Thanksgiving is a time when millions of Americans travel to visit family members they may see only once a year. Like everything else that has happened in 2020, this tradition is being turned upside down as soaring infections and deaths from coronavirus spread across much of the country.
Roughly 50% of readers who responded to this week’s poll at elkodaily.com said they would be spending the holiday with immediate family members only. That’s what the CDC suggested in an 11th-hour plea to avoid travel over the holiday.
About 40% percent of Elko Daily readers said they either planned to travel or would be inviting people into their homes. Ten percent said they wouldn’t be celebrating at all.
When AAA released its popular Thanksgiving travel forecast earlier this month, it predicted a 10% drop compared with last year. Most of the reduction was in air travel, with about half the number of people planning to fly.
The insurance company said it would be the largest drop in travel since the Great Recession hit in 2008. This time, however, it is more about health considerations than financial ones for many people.
Those who were planning to travel will likely do so, despite the CDC’s advice. Most people make such plans more than a week in advance.
Coronavirus deaths are now topping 2,000 a day in the United States. They are not at record levels yet, but hospitalizations are, according to the Covid Tracking Project. More than 80,000 patients were hospitalized with COVID-19 this week, an increase of nearly 20% from the prior week.
The dire situation prompted the American Hospital Association, American Medical Association and American Nurses Association to release a statement Thursday urging people to scale back their Thanksgiving plans and follow coronavirus protocols.
“The record-shattering surge underway is resulting in uncontrolled community spread and infection that has already overburdened health systems in some areas and will ultimately consume capacity of our health care system and may reduce the availability of care in many places in our country,” they stated.
Those who do plan to travel should check conditions at their destination, as several states have been tightening restrictions over the past week or two.
Starting Monday in Boise, police will be ticketing or arresting people who refuse to wear masks and refuse to leave local businesses when asked, according to the Associated Press. Boise has had a mask mandate in effect since summer, but like Nevada, there was no enforcement provision against individuals. Businesses could be fined if state officials found repeated violations during infrequent visits.
Last week, Nevada’s Occupational Safety and Health Administration issued one citation against a concrete products company in Carson City, fining them $5,000 over an employee not wearing a mask. A total of 4,901 other complaints were received by the obviously overwhelmed agency.

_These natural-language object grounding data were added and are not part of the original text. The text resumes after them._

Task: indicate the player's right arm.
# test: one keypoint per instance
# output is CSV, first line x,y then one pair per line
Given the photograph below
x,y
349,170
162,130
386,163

Places like Boise and Las Vegas are now providing ways for the public to easily file complaints against businesses that do not enforce the mask mandates. This week, Clark County announced a “FixIt” reporting app designed to address any number of complaints along with COVID violations.
Nevada Gov. Steve Sisolak is expected to announce new restrictions early next week, two weeks after he called for people to stay home and work from home whenever possible. Few people have voluntarily complied, and hospitalizations have continued to increase as if the governor had said or done nothing at all.
We don’t know what to expect next from our governor, and apparently neither does he. This week the state’s COVID task force asked county leaders for suggestions.
“In my mind I have what the goal is here, for our community here, and that is to make sure we don’t overwhelm our hospital capacity because I just don’t see the disease going away anytime soon,” Elko County Commissioner Delmo Andreozzi told the task force.
That has been the goal from the onset of this pandemic. It was easier to accomplish in the early days when people were afraid and the death rate appeared to be higher than it is. But after months of declining numbers and a return to more normal activity, the coronavirus boat shows no signs of dropping anchor.
Still, there is plenty to be thankful for this holiday season. Sick people are currently getting the care that they need, multiple vaccinations and new treatments are rapidly on the way, and people still have the ability to flatten the curve through painless changes in behavior – even if it means missing that annual visit with Uncle Bob.